Any old irony

四月 8, 2010

"The time has come to root out this new challenge." This was the no-nonsense declaration from Jamie Targett, our Director of Corporate Affairs, as he inaugurated the newly formed Irony Sub-Committee of the university's Staff Disciplinary Board.

Speaking to The Poppletonian, Targett revealed that the impetus behind the new committee was a message posted by Mr Ted Odgers of the Department of Media and Cultural Studies on the new Times Higher Education #loveHE website.

In this post, Mr Odgers initially declared himself totally at one with THE's intention to "champion the joys and triumphs of higher education".

He then went on to instance such "joys and triumphs" as knowing that our vice-chancellor earns more than the prime minister ("worth every last penny"), that the number of administrators in Poppleton now exceeds that of academics by two to one ("how on earth did we ever manage without so many?") and that all major decisions in the university were now made by an unelected Court of Governors entirely composed of local business people ("who could possibly know more about the intrinsic values of academic life than a local sausage maker?").
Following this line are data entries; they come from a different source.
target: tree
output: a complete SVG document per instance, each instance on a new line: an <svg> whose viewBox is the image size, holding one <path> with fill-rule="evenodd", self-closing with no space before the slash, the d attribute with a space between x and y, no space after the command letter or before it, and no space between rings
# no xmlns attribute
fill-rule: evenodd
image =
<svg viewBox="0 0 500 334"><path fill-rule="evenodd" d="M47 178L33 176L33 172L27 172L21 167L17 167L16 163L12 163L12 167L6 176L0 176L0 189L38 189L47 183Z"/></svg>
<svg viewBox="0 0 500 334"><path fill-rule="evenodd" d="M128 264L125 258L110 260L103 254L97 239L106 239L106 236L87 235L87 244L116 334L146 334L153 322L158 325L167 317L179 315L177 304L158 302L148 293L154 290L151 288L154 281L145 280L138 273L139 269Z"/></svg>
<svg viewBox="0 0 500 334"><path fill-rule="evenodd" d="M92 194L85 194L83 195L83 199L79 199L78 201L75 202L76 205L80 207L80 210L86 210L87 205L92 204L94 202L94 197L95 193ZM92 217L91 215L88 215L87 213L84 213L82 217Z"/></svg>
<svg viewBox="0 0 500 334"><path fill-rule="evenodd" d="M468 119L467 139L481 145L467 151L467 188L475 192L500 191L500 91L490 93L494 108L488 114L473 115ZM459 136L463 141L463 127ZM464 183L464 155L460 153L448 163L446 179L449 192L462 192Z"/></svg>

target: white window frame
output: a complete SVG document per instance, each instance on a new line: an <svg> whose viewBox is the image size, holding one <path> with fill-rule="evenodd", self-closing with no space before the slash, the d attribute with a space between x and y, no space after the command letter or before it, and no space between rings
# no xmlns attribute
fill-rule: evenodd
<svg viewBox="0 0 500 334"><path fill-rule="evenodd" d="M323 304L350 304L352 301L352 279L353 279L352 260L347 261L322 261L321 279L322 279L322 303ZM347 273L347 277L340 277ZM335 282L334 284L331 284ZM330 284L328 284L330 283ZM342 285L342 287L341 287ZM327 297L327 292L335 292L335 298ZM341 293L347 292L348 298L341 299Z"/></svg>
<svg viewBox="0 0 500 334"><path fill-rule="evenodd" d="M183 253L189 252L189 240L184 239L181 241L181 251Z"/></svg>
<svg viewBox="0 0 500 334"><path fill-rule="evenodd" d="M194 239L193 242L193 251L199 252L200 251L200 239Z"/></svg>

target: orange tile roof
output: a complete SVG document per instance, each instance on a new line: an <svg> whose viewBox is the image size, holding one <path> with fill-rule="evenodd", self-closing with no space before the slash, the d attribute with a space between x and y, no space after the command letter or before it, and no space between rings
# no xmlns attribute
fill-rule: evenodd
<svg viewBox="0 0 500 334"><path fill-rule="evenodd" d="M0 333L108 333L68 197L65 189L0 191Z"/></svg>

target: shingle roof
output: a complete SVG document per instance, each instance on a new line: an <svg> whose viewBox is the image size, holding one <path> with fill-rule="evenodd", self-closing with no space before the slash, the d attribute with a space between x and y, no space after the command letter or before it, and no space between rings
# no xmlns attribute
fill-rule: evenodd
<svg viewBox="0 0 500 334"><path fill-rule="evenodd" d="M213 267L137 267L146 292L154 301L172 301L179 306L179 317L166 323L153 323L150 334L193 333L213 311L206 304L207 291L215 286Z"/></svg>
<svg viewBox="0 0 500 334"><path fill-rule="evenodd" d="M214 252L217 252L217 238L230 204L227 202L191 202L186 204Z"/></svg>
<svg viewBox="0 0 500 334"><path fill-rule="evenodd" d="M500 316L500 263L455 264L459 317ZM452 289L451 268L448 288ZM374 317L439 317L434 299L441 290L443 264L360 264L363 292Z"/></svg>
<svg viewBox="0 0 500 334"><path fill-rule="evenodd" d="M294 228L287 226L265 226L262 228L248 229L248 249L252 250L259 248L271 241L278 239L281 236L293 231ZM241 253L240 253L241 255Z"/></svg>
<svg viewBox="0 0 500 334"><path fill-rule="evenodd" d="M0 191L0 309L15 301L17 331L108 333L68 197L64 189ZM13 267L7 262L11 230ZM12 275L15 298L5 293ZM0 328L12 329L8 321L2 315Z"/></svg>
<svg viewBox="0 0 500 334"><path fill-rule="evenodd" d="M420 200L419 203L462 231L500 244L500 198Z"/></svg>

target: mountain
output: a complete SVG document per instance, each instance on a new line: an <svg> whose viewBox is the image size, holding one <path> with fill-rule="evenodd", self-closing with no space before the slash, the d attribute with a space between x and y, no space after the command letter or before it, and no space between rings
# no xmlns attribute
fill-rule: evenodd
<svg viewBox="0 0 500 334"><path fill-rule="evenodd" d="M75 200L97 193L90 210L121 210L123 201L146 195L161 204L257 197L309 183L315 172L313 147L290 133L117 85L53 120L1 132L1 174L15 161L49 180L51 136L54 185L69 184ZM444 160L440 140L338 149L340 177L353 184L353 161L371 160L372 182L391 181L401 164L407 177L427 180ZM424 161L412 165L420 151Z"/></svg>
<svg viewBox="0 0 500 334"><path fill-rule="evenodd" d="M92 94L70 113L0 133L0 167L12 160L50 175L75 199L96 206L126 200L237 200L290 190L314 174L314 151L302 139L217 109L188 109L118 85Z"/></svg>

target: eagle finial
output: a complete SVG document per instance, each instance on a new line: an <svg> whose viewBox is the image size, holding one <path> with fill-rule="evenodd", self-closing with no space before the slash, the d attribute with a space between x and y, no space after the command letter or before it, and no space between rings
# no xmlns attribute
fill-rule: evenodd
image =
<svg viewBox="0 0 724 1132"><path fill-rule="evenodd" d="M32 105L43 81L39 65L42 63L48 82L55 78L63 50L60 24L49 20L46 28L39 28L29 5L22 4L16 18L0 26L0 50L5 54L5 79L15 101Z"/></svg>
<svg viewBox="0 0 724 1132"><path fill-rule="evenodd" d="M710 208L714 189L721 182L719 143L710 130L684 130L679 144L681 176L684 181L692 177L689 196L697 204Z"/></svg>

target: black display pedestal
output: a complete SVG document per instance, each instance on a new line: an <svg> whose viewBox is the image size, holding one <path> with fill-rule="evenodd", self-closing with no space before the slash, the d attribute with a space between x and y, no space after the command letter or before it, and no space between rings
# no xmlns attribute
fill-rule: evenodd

In his defence, Mr Odgers claimed that he was doing no more than repeating claims that had already been made by Targett himself. But this argument was rejected by the Irony Sub-Committee on the grounds that the accompanying photograph of Mr Odgers on the site showed a bulge in his left cheek that, in the determination of the committee, was consonant only with the presence of a tongue.

We'll keep a welcome in the budget

Guidelines for dealing with overseas students from non-European Union countries have been issued by our Deputy Head of Overseas Recruitment, Geraldine Transept.

Transept told our reporter, Keith Ponting (30), that although overseas students made a valuable contribution to the economy of the university, this should not mark them out from the rest of the student body.

It is this "unfortunate tendency" that lay behind the recommendation that academic staff should henceforth desist from marking the presence of such students by affixing pound signs to their registered names.

On a more positive note, the guidelines urge academics to increase their "empathy" with "our friends from overseas" by seeking to master their first names and the approximate continent of their origin.

The great escape

Members of our Experimental Psychology Department have expressed dismay at the news of a mass escape of rats from the Animal Laboratory.

A spokesperson for the department, Dr Fritz Itzig, denied claims that the breakout was occasioned by recent economies that had led to a halving of the size of the food pellets delivered to animals who successfully completed their experimental tasks.

He also dismissed as "very foolish" the alternative suggestion that the rats' escape bid had been precipitated by their handlers' repetitive references to the university as "a sinking ship".

Thought for the week

(contributed by Jennifer Doubleday, Head of Personal Development)

"In the advance notice for next week's teambuilding exercise, it was stated that rival teams would be required to show their capacity for teamwork by endeavouring to build a model of the Forth Bridge using no more than the following: two coat hangers, a fir cone, three stamp hinges and a jam jar. Apologies. The list should obviously have also included a broom handle."